Describe the strategy (20% of vote)

A campaign rooted in 3 principles: • Omni-channel approach to drive sales through e-commerce & in-store • Personalization to increase audience relevance • Social first content for a seamless purchase path IKEA’s retail data helped us uncover the insight for our strategy: distance to the store strongly impacts IKEA penetration. Only 25% of IKEA FAMILY members living more than 50 minutes away from a store actually visits it. In contrast, 60% of members living less than 20 minutes away from a store are more likely to come. This understanding made it obvious our answer needed to be tailored to consumers both far and nearby an IKEA branch. We developed a geotargeted approach around Ikea stores with personalized content, to push users to visit the physical POS. In parallel, we set out to target remote areas, far away from IKEA with ads leading to ecommerce and offering the same deals online.

Describe the execution (20% of vote)

Between 28th November and December 2nd we first generated awareness by using mass reach ads on Facebook and Instagram. Once we achieved exposure and mass for retargeting, we changed our optimisation to conversion and split the funnel based on the retail data. One workstream was built around users living nearby IKEA with a focus on driving footfall and sales. The other stream was aimed at users living further away envisaging e-commerce. Facebook’s Collection Ads, a shoppable mobile format that lets the audience move from discovery to purchase in a smooth and immersive way, were very successful. Those who wanted to know more were eventually directed to a tailored landing page. Monitoring performance at a granular level was essential and possible thanks to the Pixel, Facebook’s website tracking tool. Moreover the platform’s native Offline Conversions feature allowed us to have a precise view on in-store purchases driven by social ads.

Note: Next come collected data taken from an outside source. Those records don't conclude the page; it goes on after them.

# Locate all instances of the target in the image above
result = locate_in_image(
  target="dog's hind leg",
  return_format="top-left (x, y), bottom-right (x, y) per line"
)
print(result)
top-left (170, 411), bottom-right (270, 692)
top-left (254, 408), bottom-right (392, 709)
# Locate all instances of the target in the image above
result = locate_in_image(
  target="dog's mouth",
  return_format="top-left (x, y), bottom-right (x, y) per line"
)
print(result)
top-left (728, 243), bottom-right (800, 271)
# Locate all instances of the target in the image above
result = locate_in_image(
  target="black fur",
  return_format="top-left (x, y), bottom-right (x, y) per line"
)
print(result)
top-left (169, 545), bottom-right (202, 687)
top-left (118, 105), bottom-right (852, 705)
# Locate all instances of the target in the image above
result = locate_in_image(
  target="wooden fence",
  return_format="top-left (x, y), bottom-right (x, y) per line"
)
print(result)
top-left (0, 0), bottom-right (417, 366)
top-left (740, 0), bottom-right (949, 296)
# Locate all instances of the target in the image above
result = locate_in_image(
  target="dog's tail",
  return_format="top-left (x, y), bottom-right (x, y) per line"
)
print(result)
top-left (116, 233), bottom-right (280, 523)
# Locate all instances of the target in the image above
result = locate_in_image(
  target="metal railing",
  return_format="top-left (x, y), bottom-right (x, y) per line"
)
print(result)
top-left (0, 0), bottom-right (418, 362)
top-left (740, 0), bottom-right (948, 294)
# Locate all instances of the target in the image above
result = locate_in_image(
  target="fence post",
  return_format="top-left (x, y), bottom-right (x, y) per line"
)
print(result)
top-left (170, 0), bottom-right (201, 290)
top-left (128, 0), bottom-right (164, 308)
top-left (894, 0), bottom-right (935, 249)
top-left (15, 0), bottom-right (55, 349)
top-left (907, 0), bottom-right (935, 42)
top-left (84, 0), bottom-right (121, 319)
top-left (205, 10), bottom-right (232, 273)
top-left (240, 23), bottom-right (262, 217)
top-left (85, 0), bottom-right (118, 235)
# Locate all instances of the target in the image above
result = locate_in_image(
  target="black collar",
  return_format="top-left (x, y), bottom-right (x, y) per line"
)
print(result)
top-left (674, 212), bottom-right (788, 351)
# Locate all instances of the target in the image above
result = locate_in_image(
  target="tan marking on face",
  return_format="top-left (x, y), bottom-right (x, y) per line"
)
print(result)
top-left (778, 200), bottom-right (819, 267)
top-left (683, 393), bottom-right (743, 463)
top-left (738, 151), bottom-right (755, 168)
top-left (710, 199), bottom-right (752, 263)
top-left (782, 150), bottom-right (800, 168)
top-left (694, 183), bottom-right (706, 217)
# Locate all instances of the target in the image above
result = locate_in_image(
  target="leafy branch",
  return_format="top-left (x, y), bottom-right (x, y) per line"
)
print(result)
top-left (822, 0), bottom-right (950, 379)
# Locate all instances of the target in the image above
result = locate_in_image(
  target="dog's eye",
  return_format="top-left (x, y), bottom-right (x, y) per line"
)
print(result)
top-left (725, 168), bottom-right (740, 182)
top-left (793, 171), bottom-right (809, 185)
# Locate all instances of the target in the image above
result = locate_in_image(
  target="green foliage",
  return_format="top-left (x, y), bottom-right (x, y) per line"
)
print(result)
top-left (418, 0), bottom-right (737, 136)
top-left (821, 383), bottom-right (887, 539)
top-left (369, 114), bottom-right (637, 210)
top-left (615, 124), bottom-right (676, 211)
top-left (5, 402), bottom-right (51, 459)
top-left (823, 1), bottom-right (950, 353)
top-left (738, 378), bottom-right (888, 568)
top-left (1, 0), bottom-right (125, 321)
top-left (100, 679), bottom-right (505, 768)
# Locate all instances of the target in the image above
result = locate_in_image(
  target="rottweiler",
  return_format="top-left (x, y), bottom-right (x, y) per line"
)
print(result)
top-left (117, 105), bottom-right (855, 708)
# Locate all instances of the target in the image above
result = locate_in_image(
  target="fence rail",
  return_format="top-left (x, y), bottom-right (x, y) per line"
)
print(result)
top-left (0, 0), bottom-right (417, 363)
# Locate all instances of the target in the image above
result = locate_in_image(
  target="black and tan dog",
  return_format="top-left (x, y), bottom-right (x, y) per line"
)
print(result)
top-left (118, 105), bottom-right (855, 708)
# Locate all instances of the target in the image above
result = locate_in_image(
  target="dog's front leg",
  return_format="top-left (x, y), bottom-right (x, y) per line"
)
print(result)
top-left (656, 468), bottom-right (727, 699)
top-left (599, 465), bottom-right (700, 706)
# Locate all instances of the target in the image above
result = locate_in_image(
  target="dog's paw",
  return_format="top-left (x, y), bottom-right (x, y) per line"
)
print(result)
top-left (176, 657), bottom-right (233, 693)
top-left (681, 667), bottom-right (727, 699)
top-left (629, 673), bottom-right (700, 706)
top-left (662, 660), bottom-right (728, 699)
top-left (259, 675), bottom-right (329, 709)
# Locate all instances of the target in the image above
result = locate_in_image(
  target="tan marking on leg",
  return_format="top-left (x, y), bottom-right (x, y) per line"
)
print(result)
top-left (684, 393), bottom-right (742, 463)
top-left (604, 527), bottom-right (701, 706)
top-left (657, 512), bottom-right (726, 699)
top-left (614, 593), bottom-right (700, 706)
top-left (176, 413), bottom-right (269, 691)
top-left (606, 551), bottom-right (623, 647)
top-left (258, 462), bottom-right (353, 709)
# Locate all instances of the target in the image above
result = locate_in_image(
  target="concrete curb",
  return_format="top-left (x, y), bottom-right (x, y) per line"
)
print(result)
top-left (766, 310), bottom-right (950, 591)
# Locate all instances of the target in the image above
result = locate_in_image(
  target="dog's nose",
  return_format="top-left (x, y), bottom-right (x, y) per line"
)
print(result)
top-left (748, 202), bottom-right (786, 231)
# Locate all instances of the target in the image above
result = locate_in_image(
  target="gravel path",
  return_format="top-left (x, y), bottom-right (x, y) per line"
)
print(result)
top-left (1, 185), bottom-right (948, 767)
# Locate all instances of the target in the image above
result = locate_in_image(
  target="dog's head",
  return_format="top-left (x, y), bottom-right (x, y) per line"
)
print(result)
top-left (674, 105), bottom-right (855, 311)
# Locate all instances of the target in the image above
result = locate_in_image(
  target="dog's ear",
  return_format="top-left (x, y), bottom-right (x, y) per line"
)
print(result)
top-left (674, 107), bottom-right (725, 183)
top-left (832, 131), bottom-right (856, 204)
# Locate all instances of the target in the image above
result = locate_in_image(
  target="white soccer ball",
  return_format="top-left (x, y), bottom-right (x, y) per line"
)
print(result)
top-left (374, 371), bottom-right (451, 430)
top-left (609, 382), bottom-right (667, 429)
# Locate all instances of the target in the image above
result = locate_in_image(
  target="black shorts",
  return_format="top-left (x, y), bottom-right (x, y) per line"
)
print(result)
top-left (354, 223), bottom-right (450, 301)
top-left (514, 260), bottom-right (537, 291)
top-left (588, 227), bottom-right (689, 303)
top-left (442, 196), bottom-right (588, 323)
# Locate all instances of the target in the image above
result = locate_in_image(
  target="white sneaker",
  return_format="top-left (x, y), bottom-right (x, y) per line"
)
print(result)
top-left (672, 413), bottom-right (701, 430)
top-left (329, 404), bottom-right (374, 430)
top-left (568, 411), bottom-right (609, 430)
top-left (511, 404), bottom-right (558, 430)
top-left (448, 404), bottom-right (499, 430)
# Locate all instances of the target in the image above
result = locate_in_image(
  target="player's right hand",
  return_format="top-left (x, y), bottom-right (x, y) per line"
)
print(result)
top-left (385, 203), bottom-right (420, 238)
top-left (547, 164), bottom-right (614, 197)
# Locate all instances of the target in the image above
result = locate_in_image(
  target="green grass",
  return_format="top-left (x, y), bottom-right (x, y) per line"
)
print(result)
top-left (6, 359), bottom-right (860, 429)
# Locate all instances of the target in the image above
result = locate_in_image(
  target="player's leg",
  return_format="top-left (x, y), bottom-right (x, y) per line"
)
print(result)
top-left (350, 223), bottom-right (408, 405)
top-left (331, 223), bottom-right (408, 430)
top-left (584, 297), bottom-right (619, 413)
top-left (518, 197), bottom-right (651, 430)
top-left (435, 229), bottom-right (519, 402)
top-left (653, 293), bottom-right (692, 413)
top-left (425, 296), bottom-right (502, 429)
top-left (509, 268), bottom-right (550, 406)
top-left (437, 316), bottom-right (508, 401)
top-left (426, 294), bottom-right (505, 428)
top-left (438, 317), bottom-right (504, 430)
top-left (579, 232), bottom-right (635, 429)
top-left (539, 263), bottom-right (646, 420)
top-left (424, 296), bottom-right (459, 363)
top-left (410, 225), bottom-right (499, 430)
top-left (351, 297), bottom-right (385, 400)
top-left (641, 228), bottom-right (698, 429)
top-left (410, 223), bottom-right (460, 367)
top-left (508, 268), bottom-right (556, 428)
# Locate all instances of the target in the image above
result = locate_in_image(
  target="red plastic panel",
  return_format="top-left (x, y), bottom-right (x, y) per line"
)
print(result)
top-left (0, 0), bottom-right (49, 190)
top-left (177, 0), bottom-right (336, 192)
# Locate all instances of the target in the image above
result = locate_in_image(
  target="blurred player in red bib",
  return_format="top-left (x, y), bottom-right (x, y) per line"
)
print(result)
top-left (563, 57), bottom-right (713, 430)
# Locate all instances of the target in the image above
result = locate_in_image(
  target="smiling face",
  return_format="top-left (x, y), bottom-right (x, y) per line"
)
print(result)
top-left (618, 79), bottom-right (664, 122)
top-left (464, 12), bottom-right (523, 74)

List the results (30% of vote)

The activation proved to be a bull’s eye, checking all KPIs. We reached 75% of our 2.5 million audience. We booked 14% sales increase compared to 2018, with 78% of the sales generated offline and 22% online. In terms of ROAS , every euro invested resulted in a €25 value for the online funnel approach and 61€ return for the offline mechanism (benchmark: €22). This campaign was apart from an absolute value also a strategic insight driver. The fact that the geotargeted approach directing users to a physical point of sale outperformed its online counterpart, illustrates that funnelling down to one single conversion channel is not always the best way to get ROI from social. It underlined the essence of mining data, sophisticatedly bridging the gap between on and offline and applying omni-channel approaches in order to seize seasonal momentum and steer future IKEA sales activations.

Describe the use of data, or how the data enhanced the campaign output

IKEA’s retail & CRM data helped us uncover the pivotal insight for our strategy: distance to the store strongly impacts IKEA penetration. Only 25% of IKEA FAMILY members living more than 50min away from a store actually visits it. In contrast, 60% of IKEA FAMILY members living less than 20 minutes away from a store are more likely to come. This understanding made it obvious our answer needed to be tailored to consumers both far and nearby an IKEA branch. Which is why we split our target into two groups. This approach proved to be successful in terms of impact as we saw significant ROAS discrepancies between physical stores (27,31) and online (3,71) and were able to optimise media investment accordingly. Measuring in-store ROAS was enabled by the Offline Conversions feature which allowed us to have a precise view on in-store purchases driven by social ads.